What is the name of God according to Exodus 6:2 according to the Hebrew and the Septuagint translation?
Question:
Answer:
God has many names in the Bible, as I assume you know. He is called El, Elohim, Adonai and YHWH and others. The first three “names” are really more like descriptions. El and Elohim essentially mean “God.” Adonai means, essentially, “Lord.” These are more like titles than names. However, in Exodus 6:2-3 Moses asks for a name from God. God tells him to tell the people YHWH sent him. This can be translated from Hebrew to English as I AM. This name is often given vowels (there were no vowels in the ancient Hebrew script), and written as Yaweh.
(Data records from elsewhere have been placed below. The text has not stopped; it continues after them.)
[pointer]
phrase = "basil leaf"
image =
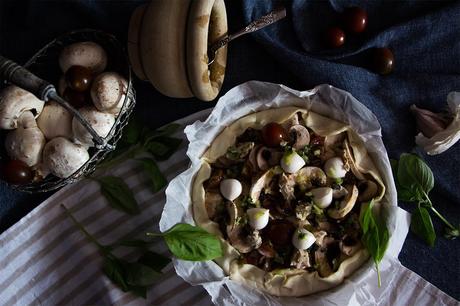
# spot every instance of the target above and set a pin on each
(156, 177)
(113, 269)
(192, 243)
(153, 260)
(141, 275)
(422, 226)
(414, 174)
(118, 194)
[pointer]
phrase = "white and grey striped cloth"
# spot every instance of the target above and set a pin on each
(45, 260)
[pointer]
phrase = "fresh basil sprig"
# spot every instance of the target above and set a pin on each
(375, 235)
(190, 242)
(185, 241)
(414, 180)
(118, 194)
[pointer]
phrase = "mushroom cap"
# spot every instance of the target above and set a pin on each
(108, 92)
(63, 157)
(26, 142)
(14, 101)
(101, 122)
(55, 121)
(87, 54)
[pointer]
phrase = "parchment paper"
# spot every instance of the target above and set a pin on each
(358, 289)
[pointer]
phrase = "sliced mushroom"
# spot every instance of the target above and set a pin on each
(300, 136)
(300, 259)
(55, 121)
(14, 101)
(267, 158)
(349, 245)
(102, 123)
(236, 233)
(350, 160)
(26, 142)
(368, 190)
(309, 177)
(214, 204)
(346, 205)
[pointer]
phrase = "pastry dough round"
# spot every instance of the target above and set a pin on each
(288, 282)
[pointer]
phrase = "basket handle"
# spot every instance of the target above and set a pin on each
(25, 79)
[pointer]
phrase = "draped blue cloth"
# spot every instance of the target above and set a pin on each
(424, 37)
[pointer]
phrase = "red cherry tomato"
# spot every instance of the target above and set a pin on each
(78, 78)
(17, 172)
(354, 19)
(273, 134)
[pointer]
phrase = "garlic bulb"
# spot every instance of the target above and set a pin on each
(258, 217)
(436, 136)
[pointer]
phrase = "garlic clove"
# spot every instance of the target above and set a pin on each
(258, 217)
(335, 168)
(230, 189)
(292, 162)
(322, 197)
(303, 239)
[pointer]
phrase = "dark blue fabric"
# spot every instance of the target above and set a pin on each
(425, 38)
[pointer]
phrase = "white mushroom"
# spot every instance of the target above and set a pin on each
(14, 101)
(258, 217)
(292, 162)
(55, 121)
(108, 92)
(303, 239)
(101, 122)
(62, 157)
(322, 197)
(87, 54)
(230, 189)
(335, 168)
(26, 142)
In German it was transliterated as Jehovah, which explains why this name is sometimes used in English. YHWH, Yaweh or Jehovah are the closest to a “name” for God in the Scripture, although there are many other titles given to him. In the Septuagint translation of the Hebrew Old Testament into the Greek, the Jews, out of a perhaps misplaced reverence, refused to say or even copy the word YHWH, so, rather do that, they put the world Adonai, or Lord into the Old Testament in most places where YHWH was found in the original. However, in the Septuagint of Exodus 6:2 they used the Greek word ego which means, literally, I AM. Even today, may Jews do not write the word God. Instead they wrote G_d. So, the answer to your question is that the original of Exodus 6:2-3 has the name of God being the four Hebrew consonants YHWH.